Operational Problems: Batch Processing
Conventional DL models need to be trained in a batch mode (even though some companies are working on variants that do not work in batch mode anymore, the vast majority of DL versions still do). This means, these models need to be trained, then validated and tested and then the training process needs to be halted so they can be deployed.
While deployed, the DL models cannot adjust or learn anymore. If problems come up with the performance of these models, they have to be taken offline and need to be re-trained. The problem with this is that not only does this process usually disturb operations (unless you have a hot stand-by version of the DL net that keeps performing while the master model is being re-trained), but there is also no guarantee whatsoever that the newly retrained models perform better than the replaced ones.
Correcting an existing DL model by re-training is no easy fix (see most of the issues discussed below) and it starts the whole deployment procedure from scratch. Re-training a DL model is not like patching or fixing errors in classical software projects, it's more like a completely new development project without knowing exactly where the error is.
Back-Propagation: Classical Gradient Descent Algorithm
Source: Lazy Programmer website
DL models work with a training algorithm (called back-propagation) that is essential a classical mathematical (steepest) gradient descent algorithm. These are well known and studied already for decades in mathematics. So, DL is nothing really new, its rather an old mathematical optimisation model in new PR and marketing clothes. Their key and known problem is that they are not guaranteed to find the best global adaptation of their parameters (weights) and hence they can easily get stuck in local optima while searching rather than finding global optimal parameter sets. This means, when applied to time series analysis and forecasting, it is in no way guaranteed that they can generate optimum forecasting results.
Costs of Learning and Computation
Source: Victor Lavrenko, 2014
The training of these networks is extremely computational expensive. The calculation of every single weight in the DL network requires the algorithm to iteratively solve nested differential equations of various complex transfer functions. A serious DL network however, may have easily a million or more of such adaptable weights and each weight needs to be re-adjusted for every single training example.
For example, if a time series has say 1,000 values/data points (say a 3+ years stock chart with the daily closing price for trading as one data point entry per day), the DL network needs to calculate weight adjustments a 1,000 times (for each training example) for a million weights, so a billion (!) adjustments - and this is just for showing the network all training points a single time. In reality the network might need to be shown all the training examples easily hundreds or thousands of times more to finally adjust all weights so well that the forecasts are below an expected and tolerated error rate on a test set of data. To achieve such massive amounts of calculations in a reasonable timeframe (days or hours of training instead of months or years), DL networks usually need to be trained on massive server farms or a large number of parallel computers or a combination of both.

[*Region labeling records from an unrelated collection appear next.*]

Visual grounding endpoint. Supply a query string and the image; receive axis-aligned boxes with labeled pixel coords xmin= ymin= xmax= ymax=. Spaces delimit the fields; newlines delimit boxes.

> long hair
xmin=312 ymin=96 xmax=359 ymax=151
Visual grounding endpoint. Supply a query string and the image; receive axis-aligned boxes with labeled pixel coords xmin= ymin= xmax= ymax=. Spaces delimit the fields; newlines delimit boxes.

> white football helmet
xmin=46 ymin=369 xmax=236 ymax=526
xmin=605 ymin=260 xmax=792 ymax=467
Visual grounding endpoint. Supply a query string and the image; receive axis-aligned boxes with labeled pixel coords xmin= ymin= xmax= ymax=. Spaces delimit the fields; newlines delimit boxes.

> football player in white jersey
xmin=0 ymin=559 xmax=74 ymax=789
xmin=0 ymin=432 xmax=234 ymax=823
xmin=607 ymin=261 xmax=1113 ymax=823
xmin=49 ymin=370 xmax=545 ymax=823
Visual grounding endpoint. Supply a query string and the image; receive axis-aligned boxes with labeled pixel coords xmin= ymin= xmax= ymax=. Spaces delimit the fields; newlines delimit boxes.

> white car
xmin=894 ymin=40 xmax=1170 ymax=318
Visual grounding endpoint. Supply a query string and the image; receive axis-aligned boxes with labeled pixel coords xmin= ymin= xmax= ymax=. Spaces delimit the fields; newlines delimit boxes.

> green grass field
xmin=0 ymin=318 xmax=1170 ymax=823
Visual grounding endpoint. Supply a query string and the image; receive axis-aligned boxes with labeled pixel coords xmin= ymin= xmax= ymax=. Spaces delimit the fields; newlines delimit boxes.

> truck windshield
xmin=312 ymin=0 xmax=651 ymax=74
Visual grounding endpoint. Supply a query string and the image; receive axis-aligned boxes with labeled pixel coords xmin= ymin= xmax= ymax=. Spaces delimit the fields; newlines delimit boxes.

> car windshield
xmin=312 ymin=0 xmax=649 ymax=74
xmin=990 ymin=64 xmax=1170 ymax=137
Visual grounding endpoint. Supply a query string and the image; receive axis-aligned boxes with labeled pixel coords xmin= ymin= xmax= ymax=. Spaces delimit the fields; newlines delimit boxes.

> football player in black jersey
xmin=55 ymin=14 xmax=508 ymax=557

To solve these training time issues, there are often several practical tricks and techniques used. For example: pre-training the nets for a few cycles with very simple algorithms, training only part of the weights in each cycle, using genetic algorithms to pre-set the weights rather than to start with random weight assignment values or to approximate the net structure with some algorithms. But all these are not scientific approaches and mostly just unguided trial and error - the tricks might work in certain situations or they might not. Success and time/effort reduction is not guaranteed. And even if these or similar tricks work somehow, you may not understand at the end how and why they actually work, which is not exactly helpful either (see also below).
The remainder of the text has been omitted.